Muslim Journeys and Peacebuilding Grants Available
Jennifer Dominiak | October 18, 2012
The American Library Association (ALA) Public Programs Office is announcing a new funding opportunity for prospective applicants for the Bridging Cultures Bookshelf: Muslim Journeys program. The United States Institute of Peace (USIP) and the Institute of International Education (IIE) have launched a new public education initiative, U.S. Institute of Peace Public Education for Peacebuilding Support. Through this effort, USIP will support up to 250 organizations, including public libraries, community college, and academic libraries, enabling them to hold events that promote the understanding of peacebuilding and international conflict resolution. Eligible institutions may apply by November 1 to receive up to $2,000 in matching support for programming. A second round of applications will be accepted by May 1, 2013.
The ALA Public Programs Office encourages Bridging Cultures Bookshelf applicants to apply for USIP Public Education for Peacebuilding Support, in order to secure matching funds for lectures, panel discussions, forums, and other public events that highlight the Muslim Journeys theme and collection materials, while addressing the goals of the USIP Peacebuilding initiative. Libraries may use the Bookshelf collection grant, valued at $1,000, as well as staff time spent on programming activities toward USIP’s matching requirement.
The ALA Public Programs Office is partnering with the National Endowment for the Humanities on the Bridging Cultures Bookshelf. Available to public, academic, and community college libraries, the program aims to familiarize public audiences in the United States with the people, places, history, faith and cultures of Muslims in the United States and around the world. Eligible libraries must host one public event that introduces Muslim Journeys Bookshelf themes to the library’s patrons and broader community.
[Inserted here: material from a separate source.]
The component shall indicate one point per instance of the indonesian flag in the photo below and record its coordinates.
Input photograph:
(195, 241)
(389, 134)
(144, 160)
In January 2013, up to 1,000 sites will be selected to receive the Bookshelf, which includes:
- a collection of 25 books that highlight the pluralism of cultural forms and traditions within the Muslim World;
- three documentary films with public performance rights;
- a one-year subscription to Oxford Islamic Studies Online, which will allow libraries access to primary source documents and current works of scholarship;
- bonus resources to support programs for public audiences, including thematic essays, discussion questions, podcasts, and proprietary film and Internet content;
- materials to support program promotion, including bookmarks, posters, and bookplates.
Applications for the Bridging Cultures Bookshelf will be accepted online through October 25.
Jennifer Dominiak is Program Officer for Exhibitions for the ALA Public Programs Office.